In the hummus wars there are two brands Sabra and Tribe. The former owned by Pepsi has 30+ points of market share while Tribe has 7%. The former has a name connoting Middle Eastern cuisine and chick peas. The latter has a name that, contextualized, points to a market. Maybe. The former has Pepsi the latter has Ellis Verdi and DeVito-Verdi.
I’ve had farm stand hummus made the night before that made me melt. I’ve had hummus from the fridge with a faded sold by date that made me yearn for processed Kraft slices.

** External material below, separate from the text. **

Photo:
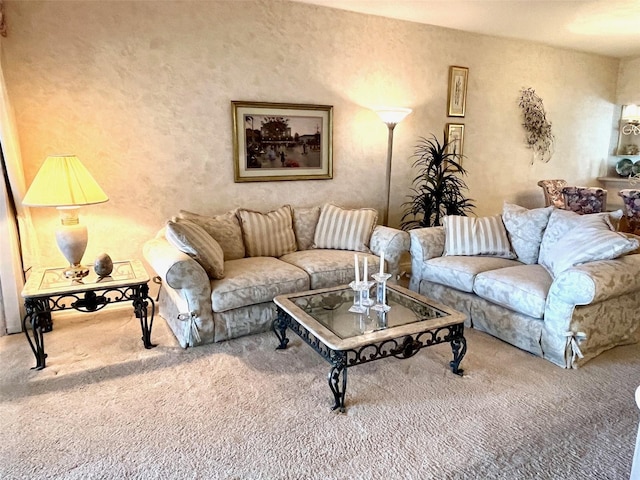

Store bought processed hummus is not a product with great variation in taste from one brand to the next. So branding is important. Hummus sales are growing like a dookie in the U.S. and Tribe wants it unfair share. DeVito-Verdi will put Tribe on the map. The new campaign, which I have not seen, will give them an idea. It will make them a part of the conversation. It may even contain a selling point or two, e.g., healthier for you. But this is a commodity market, and if you want to be part of the conversation, you want Ellis (and Sal).
Marketing executives care about share. They care about their advertising. They also care about public opinion. If you can live a little on the edge and need to ring the cash register, give DeVito-Verdi a try.
Market share in the hummus wars is about to change. #heardherefirst. Peace.